I believe in love at first sight but hold your horses. Being smitten is a lovely feeling but don’t confuse that with love just yet. Today, I’m going to give you an advice that you should take with a grain of salt on when to propose to your ladyboy date.
This is the paramount factor to consider before settling down. I know quality is more important than quantity but let’s not take away the fact that many marriages end prematurely because of a very short relationship prior to the wedding. Sometimes, it’s not your heart that’s beating. The feeling of being “dickmatized” can be comparable to psychotic drugs. It’s inevitable to mistake your erection as equivalent to someone who’s having butterflies in the stomach.
Enough time of living together will not only reveal real feelings, it’ll also reveal one’s bonafide personality. Little things like organization incompatibility can cripple a lasting relationship so you have to know if you can live with your ladyboy date on a daily basis without having the feeling of wringing her neck along with the bed sheets you just laundered.
Level of Love
Some of us sometimes mistake comfortability with a long-lasting love. This may sound corny but you have to reflect if your ladyboy date is truly THE ONE.
Why do you have to know this?
If you’re in a relationship with her but you’re not feeling like you want to give your body, mind, soul, time, and world to her, then this means that she’s just there for your convenience. In time, you’ll be able to realize that you’d want more and it can lead to you cheating on her with chances of things getting so ugly which include alimony, divorce, settlements, and etc. If my future husband cheats on me, I’ll take every single dime I can get. Just saying.
I don’t know what your set up is but are the both of you prepared for the financial requirements of a marriage.
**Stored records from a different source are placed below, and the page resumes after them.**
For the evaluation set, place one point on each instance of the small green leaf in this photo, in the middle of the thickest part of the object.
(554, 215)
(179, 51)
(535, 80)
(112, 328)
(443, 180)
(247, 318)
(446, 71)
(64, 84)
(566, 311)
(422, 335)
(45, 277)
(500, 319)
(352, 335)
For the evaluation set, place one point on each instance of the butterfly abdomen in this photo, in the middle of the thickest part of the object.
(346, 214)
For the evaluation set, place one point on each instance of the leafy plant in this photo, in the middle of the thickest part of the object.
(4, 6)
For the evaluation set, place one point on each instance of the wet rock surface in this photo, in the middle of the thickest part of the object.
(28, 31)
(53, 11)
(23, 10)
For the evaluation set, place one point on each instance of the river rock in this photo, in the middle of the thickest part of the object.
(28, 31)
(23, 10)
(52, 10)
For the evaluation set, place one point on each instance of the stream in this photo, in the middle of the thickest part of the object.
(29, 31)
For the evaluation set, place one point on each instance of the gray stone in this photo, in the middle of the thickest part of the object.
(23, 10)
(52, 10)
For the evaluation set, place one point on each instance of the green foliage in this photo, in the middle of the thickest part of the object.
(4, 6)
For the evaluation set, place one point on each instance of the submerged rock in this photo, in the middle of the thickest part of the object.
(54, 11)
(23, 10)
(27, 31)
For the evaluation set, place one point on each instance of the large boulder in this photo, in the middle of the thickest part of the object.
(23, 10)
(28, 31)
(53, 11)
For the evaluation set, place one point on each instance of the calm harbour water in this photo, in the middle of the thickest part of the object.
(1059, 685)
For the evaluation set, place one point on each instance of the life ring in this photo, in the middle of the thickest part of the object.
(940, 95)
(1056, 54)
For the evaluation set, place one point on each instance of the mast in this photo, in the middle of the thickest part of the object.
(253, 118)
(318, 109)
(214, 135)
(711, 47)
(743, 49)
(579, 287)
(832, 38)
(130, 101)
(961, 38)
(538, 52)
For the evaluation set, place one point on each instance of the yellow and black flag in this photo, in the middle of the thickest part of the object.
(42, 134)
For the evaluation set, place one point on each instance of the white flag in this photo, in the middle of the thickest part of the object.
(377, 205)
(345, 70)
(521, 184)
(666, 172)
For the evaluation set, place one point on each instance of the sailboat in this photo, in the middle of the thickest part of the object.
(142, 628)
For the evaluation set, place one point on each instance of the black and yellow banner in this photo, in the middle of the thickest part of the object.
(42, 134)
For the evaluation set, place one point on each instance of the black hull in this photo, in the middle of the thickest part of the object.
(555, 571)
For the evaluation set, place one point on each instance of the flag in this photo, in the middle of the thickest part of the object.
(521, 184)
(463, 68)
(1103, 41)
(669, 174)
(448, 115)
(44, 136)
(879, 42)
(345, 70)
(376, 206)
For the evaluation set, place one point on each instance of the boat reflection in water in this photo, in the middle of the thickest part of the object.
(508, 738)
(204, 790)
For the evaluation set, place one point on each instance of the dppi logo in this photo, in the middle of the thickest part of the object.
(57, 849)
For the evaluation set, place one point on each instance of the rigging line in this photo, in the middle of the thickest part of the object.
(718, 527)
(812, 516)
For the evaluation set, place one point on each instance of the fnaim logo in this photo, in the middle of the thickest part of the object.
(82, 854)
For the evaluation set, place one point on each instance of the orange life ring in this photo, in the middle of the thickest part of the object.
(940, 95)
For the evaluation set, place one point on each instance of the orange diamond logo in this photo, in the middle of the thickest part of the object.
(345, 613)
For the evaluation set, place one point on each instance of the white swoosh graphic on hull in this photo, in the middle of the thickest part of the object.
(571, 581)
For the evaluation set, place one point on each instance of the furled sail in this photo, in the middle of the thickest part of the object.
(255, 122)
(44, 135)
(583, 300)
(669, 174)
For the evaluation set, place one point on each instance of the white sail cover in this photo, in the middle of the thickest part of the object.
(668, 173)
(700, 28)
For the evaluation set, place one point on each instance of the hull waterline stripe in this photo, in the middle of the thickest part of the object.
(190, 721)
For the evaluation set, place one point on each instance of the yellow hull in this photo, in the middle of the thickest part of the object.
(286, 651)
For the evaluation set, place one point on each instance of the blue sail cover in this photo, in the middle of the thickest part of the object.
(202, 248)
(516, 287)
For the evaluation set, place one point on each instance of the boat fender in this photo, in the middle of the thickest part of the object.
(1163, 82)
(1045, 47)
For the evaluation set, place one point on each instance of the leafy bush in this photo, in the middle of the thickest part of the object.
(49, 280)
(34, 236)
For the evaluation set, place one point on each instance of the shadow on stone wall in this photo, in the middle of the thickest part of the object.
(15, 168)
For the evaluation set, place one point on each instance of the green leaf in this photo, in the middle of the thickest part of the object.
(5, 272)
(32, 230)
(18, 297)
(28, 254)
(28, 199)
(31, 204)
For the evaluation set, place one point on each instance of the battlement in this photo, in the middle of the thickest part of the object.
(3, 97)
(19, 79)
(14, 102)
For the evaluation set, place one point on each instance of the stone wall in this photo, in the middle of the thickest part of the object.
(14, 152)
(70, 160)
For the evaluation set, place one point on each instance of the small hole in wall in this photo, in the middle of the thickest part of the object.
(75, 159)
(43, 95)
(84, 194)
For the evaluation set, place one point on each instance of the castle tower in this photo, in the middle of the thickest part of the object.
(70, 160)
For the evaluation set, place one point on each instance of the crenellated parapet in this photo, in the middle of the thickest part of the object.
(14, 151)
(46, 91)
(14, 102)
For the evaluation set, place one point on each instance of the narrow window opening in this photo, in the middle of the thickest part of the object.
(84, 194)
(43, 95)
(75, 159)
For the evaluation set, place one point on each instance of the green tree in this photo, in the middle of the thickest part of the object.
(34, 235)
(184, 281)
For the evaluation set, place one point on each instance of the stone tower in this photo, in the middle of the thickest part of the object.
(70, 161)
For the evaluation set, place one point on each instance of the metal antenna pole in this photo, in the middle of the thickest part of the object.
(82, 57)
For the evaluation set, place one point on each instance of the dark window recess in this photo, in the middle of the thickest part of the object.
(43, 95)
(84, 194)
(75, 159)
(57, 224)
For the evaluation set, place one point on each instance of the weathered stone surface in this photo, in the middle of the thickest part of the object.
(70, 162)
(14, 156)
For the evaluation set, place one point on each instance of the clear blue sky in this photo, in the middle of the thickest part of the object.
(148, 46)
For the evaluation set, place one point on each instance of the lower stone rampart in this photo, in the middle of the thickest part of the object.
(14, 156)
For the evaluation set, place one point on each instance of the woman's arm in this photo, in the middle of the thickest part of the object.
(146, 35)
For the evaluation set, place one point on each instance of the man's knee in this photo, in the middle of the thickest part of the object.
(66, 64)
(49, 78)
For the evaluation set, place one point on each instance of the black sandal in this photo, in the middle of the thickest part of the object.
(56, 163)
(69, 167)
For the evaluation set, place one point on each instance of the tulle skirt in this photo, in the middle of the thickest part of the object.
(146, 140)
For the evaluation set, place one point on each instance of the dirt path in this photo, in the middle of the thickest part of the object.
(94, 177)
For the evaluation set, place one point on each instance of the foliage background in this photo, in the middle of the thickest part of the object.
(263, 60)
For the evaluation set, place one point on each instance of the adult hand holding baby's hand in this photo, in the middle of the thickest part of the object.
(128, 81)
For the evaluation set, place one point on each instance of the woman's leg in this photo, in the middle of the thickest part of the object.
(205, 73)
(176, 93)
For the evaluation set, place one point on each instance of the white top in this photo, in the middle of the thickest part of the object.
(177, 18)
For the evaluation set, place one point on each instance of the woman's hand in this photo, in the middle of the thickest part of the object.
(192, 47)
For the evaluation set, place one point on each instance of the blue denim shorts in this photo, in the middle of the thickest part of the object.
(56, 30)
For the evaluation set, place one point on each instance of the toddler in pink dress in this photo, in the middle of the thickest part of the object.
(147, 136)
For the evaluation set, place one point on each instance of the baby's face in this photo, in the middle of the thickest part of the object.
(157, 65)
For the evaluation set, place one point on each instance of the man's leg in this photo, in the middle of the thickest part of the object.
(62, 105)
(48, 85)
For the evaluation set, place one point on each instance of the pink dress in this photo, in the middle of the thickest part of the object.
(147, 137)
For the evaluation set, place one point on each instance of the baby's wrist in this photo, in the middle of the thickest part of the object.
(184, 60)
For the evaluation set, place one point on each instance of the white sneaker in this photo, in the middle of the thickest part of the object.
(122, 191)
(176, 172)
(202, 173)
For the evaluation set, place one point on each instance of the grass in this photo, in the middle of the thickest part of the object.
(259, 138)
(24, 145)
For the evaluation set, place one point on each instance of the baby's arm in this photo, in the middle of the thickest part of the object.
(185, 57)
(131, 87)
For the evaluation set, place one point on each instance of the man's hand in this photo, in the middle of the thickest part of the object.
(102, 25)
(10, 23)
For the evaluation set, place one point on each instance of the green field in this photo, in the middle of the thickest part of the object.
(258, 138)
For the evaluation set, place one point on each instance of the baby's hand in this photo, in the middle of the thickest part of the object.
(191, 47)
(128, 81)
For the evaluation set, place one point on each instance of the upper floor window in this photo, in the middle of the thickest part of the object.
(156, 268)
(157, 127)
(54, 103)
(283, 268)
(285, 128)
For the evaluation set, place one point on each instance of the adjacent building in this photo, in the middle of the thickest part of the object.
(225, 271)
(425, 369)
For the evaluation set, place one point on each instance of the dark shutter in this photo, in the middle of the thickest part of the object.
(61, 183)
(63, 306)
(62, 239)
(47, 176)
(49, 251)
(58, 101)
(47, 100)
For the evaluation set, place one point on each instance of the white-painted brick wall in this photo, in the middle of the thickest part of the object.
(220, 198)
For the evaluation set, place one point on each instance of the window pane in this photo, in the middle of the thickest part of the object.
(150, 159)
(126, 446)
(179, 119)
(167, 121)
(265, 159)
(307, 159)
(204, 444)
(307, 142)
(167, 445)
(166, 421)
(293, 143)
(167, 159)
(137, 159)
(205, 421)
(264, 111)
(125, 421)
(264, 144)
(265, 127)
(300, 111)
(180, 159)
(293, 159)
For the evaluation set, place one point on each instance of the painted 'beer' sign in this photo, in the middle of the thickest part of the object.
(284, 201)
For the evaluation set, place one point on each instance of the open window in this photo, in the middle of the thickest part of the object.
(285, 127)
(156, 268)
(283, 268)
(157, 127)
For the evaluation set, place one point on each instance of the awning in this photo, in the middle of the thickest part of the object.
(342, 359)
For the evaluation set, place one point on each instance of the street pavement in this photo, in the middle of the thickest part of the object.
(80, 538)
Let’s be realistic, most of the time, if you’re from the west and you want an Asian Ladyboy Date who’s from Asia, you’re going to have to go through a lot of spending before you finally get to be with her for good.
Are your savings ready? Ready in terms of are they enough and you being mentally ready that it will be sliced off. Be in touch with your money pie before deciding on marrying your ladyboy date. Not only will you be spending a lot on trying to take her to your country, there are also future instances that you’ll also have to prepare for. Say she decides to work in your country and the only mode of transportation is by car. Can she already drive? Will her future work be close to your office and ride-sharing is a possibility? If not, can you afford to buy her a car? What about her insurance… health, life, and etc. These things don’t magically drop on the doorstep of the new home you bought for you and your ladyboy date.
I can talk more about this but for now, think of those 3 factors and think very hard.